Repeating rows of data.frame in dplyr
I was looking for a similar (but slightly different) solution. Posting here in case it's useful to anyone else.
In my case, I needed a more general solution that allows each letter to be repeated an arbitrary number of times. Here's what I came up with:
library(tidyverse)
df <- data.frame(letters = letters[1:4])
df
> df
letters
1 a
2 b
3 c
4 d
Let's say I want 2 A's, 3 B's, 2 C's and 4 D's:
df %>%
mutate(count = c(2, 3, 2, 4)) %>%
group_by(letters) %>%
expand(count = seq(1:count))
# A tibble: 11 x 2
# Groups: letters [4]
letters count
<fctr> <int>
1 a 1
2 a 2
3 b 1
4 b 2
5 b 3
6 c 1
7 c 2
8 d 1
9 d 2
10 d 3
11 d 4
If you don't want to keep the count column:
df %>%
mutate(count = c(2, 3, 2, 4)) %>%
group_by(letters) %>%
expand(count = seq(1:count)) %>%
select(letters)
# A tibble: 11 x 1
# Groups: letters [4]
letters
<fctr>
1 a
2 a
3 b
4 b
5 b
6 c
7 c
8 d
9 d
10 d
11 d
If you want the count to reflect the number of times each letter is repeated:
df %>%
mutate(count = c(2, 3, 2, 4)) %>%
group_by(letters) %>%
expand(count = seq(1:count)) %>%
mutate(count = max(count))
# A tibble: 11 x 2
# Groups: letters [4]
letters count
<fctr> <dbl>
1 a 2
2 a 2
3 b 3
4 b 3
5 b 3
6 c 2
7 c 2
8 d 4
9 d 4
10 d 4
11 d 4
This is rife with peril if the data.frame has other columns (there, I said it!), but the do
block will allow you to generate a derived data.frame within a dplyr
pipe (though, ceci n'est pas un pipe):
library(dplyr)
df <- data.frame(column = letters[1:4], stringsAsFactors = FALSE)
df %>%
do( data.frame(column = rep(.$column, each = 4), stringsAsFactors = FALSE) )
# column
# 1 a
# 2 a
# 3 a
# 4 a
# 5 b
# 6 b
# 7 b
# 8 b
# 9 c
# 10 c
# 11 c
# 12 c
# 13 d
# 14 d
# 15 d
# 16 d
As @Frank suggested, a much better alternative could be
df %>% slice(rep(1:n(), each=4))
Using the uncount
function will solve this problem as well. The column count
indicates how often a row should be repeated.
library(tidyverse)
df <- tibble(letters = letters[1:4])
df
# A tibble: 4 x 1
letters
<chr>
1 a
2 b
3 c
4 d
df %>%
mutate(count = c(2, 3, 2, 4)) %>%
uncount(count)
# A tibble: 11 x 1
letters
<chr>
1 a
2 a
3 b
4 b
5 b
6 c
7 c
8 d
9 d
10 d
11 d
I did a quick benchmark to show that uncount()

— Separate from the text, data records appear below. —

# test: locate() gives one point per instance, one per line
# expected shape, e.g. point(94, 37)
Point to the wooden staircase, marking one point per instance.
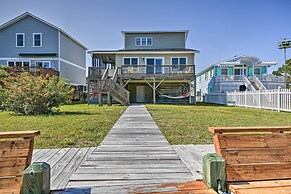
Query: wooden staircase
point(113, 90)
point(255, 85)
point(107, 85)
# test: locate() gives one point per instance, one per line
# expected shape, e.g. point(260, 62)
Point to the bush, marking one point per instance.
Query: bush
point(31, 95)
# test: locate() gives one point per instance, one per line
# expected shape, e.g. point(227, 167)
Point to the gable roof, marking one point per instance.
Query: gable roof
point(27, 14)
point(238, 60)
point(155, 32)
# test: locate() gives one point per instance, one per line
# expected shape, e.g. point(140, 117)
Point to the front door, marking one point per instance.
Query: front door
point(140, 93)
point(154, 65)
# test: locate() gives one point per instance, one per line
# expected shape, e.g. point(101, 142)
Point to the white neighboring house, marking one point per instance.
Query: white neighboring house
point(30, 41)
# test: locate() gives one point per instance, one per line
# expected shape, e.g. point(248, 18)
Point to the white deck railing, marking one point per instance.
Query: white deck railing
point(279, 99)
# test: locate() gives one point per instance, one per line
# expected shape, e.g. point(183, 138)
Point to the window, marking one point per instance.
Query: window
point(18, 63)
point(130, 61)
point(257, 71)
point(179, 63)
point(20, 40)
point(37, 40)
point(143, 41)
point(223, 71)
point(25, 64)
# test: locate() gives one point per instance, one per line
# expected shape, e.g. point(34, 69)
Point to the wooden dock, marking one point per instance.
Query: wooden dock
point(133, 155)
point(64, 162)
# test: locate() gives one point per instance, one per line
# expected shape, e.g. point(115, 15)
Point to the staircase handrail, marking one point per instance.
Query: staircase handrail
point(259, 83)
point(105, 74)
point(119, 91)
point(249, 84)
point(115, 74)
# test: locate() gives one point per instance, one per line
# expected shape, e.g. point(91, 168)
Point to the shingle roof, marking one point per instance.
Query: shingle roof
point(27, 14)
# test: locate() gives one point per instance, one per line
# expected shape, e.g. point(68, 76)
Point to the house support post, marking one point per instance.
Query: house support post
point(100, 100)
point(190, 97)
point(154, 91)
point(109, 99)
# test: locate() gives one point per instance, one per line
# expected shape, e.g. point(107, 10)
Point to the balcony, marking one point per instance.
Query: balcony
point(33, 70)
point(179, 72)
point(158, 72)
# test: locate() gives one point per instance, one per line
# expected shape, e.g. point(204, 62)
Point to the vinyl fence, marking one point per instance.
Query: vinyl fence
point(279, 99)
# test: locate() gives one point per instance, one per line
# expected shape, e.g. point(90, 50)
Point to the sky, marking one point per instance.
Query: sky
point(219, 29)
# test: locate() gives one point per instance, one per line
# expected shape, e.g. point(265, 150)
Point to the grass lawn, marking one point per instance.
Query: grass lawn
point(188, 124)
point(77, 125)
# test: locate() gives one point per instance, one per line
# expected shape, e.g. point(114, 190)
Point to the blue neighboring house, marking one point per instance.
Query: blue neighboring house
point(28, 40)
point(238, 73)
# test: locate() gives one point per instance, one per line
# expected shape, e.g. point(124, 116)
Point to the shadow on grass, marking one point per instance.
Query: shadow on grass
point(57, 113)
point(197, 104)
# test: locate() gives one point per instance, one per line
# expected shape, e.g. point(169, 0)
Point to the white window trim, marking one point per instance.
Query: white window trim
point(43, 63)
point(178, 61)
point(22, 61)
point(163, 63)
point(140, 40)
point(17, 40)
point(130, 60)
point(40, 39)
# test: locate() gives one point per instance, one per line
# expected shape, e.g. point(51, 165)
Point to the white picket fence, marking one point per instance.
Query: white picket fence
point(279, 99)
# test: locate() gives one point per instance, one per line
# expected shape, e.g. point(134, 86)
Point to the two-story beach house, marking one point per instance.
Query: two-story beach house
point(153, 67)
point(28, 41)
point(238, 73)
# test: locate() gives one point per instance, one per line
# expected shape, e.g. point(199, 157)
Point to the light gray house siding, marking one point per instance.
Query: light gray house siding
point(173, 40)
point(28, 26)
point(76, 75)
point(72, 52)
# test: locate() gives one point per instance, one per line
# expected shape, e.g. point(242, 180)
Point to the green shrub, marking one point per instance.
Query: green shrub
point(31, 95)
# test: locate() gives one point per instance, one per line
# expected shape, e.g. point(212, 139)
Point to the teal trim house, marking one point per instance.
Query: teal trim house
point(239, 73)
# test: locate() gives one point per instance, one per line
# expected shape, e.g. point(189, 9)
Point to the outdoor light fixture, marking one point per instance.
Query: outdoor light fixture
point(284, 44)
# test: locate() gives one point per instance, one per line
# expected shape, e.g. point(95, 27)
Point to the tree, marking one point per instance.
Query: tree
point(30, 95)
point(281, 71)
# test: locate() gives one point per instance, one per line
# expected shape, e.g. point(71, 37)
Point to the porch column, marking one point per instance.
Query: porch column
point(109, 99)
point(154, 91)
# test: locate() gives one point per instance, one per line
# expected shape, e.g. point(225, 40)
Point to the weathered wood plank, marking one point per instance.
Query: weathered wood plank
point(39, 154)
point(253, 140)
point(259, 171)
point(249, 129)
point(92, 170)
point(10, 185)
point(130, 176)
point(71, 167)
point(260, 184)
point(256, 155)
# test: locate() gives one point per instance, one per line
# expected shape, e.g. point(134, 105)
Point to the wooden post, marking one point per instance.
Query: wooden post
point(154, 91)
point(214, 170)
point(36, 178)
point(109, 99)
point(278, 98)
point(100, 99)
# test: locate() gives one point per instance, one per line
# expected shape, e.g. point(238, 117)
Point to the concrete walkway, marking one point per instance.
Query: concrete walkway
point(134, 154)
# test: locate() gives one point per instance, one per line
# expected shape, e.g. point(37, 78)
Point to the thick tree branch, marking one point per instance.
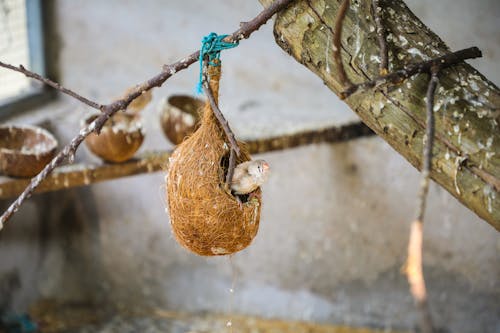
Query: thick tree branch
point(467, 140)
point(337, 47)
point(400, 75)
point(243, 32)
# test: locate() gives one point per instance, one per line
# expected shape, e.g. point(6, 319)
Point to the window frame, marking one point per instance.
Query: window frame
point(37, 18)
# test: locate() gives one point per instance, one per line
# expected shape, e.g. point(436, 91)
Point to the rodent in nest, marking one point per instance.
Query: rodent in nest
point(205, 217)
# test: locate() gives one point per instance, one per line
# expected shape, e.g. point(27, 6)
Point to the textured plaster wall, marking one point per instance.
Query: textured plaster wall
point(335, 219)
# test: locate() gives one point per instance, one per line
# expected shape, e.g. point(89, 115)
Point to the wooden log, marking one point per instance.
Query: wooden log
point(467, 142)
point(85, 174)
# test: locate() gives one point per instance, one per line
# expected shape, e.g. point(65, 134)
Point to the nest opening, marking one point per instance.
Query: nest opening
point(204, 216)
point(224, 167)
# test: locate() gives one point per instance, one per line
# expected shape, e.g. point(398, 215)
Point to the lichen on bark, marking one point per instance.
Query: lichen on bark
point(467, 105)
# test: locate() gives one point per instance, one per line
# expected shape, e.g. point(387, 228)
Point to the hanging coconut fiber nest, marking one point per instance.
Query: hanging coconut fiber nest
point(205, 217)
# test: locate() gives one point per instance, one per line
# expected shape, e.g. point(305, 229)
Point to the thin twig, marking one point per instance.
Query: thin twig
point(51, 83)
point(429, 143)
point(337, 37)
point(398, 76)
point(233, 144)
point(414, 267)
point(108, 110)
point(384, 58)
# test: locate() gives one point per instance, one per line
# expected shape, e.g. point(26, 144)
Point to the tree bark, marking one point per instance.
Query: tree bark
point(467, 142)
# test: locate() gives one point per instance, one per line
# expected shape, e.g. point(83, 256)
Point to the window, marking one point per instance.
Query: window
point(21, 42)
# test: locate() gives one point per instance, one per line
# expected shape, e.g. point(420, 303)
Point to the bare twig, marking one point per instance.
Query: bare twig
point(233, 144)
point(108, 110)
point(51, 83)
point(337, 37)
point(429, 144)
point(414, 270)
point(384, 58)
point(398, 76)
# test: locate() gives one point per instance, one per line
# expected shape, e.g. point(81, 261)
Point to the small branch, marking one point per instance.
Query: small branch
point(51, 83)
point(337, 37)
point(414, 267)
point(384, 58)
point(233, 144)
point(152, 161)
point(429, 144)
point(108, 110)
point(421, 67)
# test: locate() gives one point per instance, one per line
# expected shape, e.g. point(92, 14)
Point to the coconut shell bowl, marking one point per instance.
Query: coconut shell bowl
point(25, 150)
point(119, 140)
point(179, 117)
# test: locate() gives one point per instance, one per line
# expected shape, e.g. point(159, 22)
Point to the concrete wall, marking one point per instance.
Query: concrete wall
point(335, 219)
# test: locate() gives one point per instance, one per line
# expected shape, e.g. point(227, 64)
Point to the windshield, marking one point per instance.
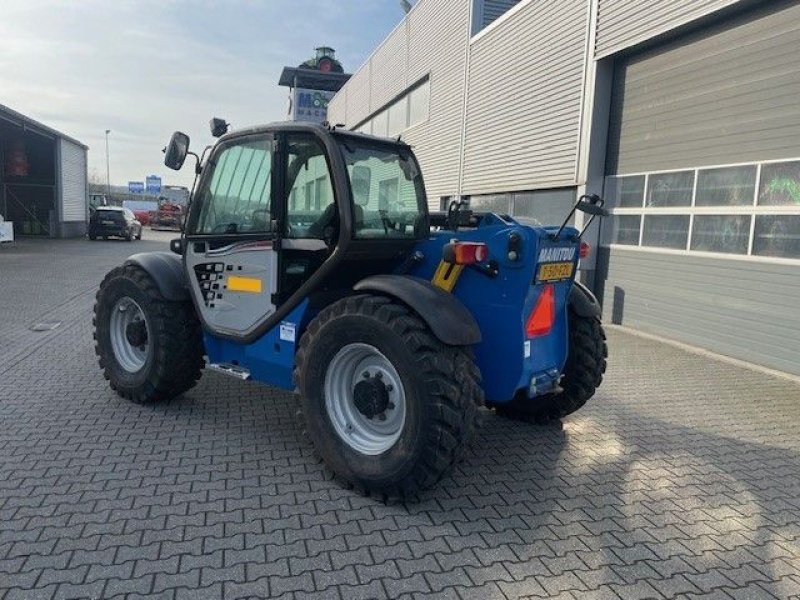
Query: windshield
point(388, 194)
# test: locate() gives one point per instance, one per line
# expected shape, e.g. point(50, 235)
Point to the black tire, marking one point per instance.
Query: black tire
point(174, 360)
point(442, 391)
point(583, 374)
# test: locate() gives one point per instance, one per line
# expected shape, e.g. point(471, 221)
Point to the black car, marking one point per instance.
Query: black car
point(107, 221)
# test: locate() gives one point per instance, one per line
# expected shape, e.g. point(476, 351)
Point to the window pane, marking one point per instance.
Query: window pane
point(666, 231)
point(721, 233)
point(237, 199)
point(545, 207)
point(309, 179)
point(734, 186)
point(626, 230)
point(418, 101)
point(387, 193)
point(626, 192)
point(777, 235)
point(670, 189)
point(388, 197)
point(398, 116)
point(780, 184)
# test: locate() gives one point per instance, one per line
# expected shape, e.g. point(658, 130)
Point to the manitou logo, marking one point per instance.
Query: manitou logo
point(557, 254)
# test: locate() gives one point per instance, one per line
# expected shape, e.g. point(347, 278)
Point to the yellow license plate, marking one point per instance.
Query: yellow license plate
point(555, 271)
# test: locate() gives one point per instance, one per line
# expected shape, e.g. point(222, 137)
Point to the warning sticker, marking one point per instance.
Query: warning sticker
point(288, 332)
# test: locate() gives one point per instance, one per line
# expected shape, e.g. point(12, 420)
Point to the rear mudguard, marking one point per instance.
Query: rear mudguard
point(583, 302)
point(448, 318)
point(166, 270)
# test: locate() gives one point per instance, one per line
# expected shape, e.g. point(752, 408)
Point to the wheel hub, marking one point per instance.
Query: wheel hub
point(128, 335)
point(371, 397)
point(136, 333)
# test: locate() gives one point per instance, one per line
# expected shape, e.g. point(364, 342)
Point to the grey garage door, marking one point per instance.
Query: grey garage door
point(703, 168)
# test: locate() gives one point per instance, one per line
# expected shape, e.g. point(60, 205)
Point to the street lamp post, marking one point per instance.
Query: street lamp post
point(108, 170)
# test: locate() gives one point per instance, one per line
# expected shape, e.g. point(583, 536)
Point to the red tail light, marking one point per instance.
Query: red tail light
point(465, 253)
point(541, 320)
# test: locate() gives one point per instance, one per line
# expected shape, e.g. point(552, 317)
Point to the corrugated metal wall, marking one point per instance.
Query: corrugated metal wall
point(623, 23)
point(748, 311)
point(493, 9)
point(726, 95)
point(73, 181)
point(523, 110)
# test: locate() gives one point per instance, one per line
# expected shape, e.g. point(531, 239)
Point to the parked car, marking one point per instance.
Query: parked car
point(107, 221)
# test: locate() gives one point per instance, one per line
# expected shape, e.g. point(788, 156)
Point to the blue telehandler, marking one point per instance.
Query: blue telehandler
point(309, 261)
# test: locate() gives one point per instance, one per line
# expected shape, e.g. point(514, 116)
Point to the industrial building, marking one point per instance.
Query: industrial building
point(43, 179)
point(682, 113)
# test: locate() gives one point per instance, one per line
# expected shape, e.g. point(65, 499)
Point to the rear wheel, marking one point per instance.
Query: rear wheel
point(149, 348)
point(388, 407)
point(583, 374)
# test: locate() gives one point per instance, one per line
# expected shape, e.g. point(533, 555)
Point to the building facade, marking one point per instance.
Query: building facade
point(43, 179)
point(682, 113)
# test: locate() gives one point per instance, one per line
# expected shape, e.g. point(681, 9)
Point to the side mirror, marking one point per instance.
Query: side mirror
point(177, 150)
point(218, 127)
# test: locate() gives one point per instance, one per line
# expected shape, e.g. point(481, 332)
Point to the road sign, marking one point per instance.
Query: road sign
point(153, 184)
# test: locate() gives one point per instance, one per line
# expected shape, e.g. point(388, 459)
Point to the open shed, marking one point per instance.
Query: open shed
point(43, 178)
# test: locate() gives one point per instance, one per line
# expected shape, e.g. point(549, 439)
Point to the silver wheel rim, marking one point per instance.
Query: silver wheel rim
point(352, 364)
point(126, 312)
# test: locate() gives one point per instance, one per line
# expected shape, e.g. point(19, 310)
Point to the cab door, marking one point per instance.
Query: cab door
point(230, 247)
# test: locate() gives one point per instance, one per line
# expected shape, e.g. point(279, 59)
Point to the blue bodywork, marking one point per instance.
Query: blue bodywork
point(511, 364)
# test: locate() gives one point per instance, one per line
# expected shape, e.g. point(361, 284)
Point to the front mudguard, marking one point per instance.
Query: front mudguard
point(166, 270)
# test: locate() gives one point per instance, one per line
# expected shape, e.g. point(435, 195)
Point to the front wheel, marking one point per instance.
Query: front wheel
point(149, 348)
point(387, 406)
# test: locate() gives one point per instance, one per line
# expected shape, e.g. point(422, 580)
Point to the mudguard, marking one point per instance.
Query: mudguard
point(583, 302)
point(448, 318)
point(166, 269)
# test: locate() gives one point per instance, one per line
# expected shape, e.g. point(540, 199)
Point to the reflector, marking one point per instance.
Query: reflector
point(465, 253)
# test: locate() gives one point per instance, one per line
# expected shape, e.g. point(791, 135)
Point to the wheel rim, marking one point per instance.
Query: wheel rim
point(364, 368)
point(126, 325)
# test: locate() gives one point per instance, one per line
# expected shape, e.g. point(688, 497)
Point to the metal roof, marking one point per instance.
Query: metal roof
point(15, 118)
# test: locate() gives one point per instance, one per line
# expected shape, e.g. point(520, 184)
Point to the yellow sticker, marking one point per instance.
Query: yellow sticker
point(446, 276)
point(244, 284)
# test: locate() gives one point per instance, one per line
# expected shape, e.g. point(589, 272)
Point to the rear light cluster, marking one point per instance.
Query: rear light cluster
point(465, 253)
point(540, 321)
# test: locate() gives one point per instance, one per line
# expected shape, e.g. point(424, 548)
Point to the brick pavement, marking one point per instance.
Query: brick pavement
point(680, 479)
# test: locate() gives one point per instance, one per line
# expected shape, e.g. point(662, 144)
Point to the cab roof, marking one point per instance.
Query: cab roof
point(317, 128)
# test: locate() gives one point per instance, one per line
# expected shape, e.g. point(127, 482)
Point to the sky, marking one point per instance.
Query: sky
point(144, 68)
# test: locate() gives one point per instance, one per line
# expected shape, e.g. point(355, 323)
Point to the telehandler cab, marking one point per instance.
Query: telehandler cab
point(309, 261)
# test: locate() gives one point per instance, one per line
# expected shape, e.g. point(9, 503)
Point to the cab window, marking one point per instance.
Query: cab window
point(311, 210)
point(388, 195)
point(237, 196)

is a lot faster than expand()
# for the pipe
library(magrittr)
# create some test data
df_test <-
tibble::tibble(
letter = letters,
row_count = sample(1:10, size = 26, replace = TRUE)
)
# benchmark
bench <- microbenchmark::microbenchmark(
expand = df_test %>%
dplyr::group_by(letter) %>%
tidyr::expand(row_count = seq(1:row_count)),
uncount = df_test %>%
tidyr::uncount(row_count)
)
# plot the benchmark
ggplot2::autoplot(bench)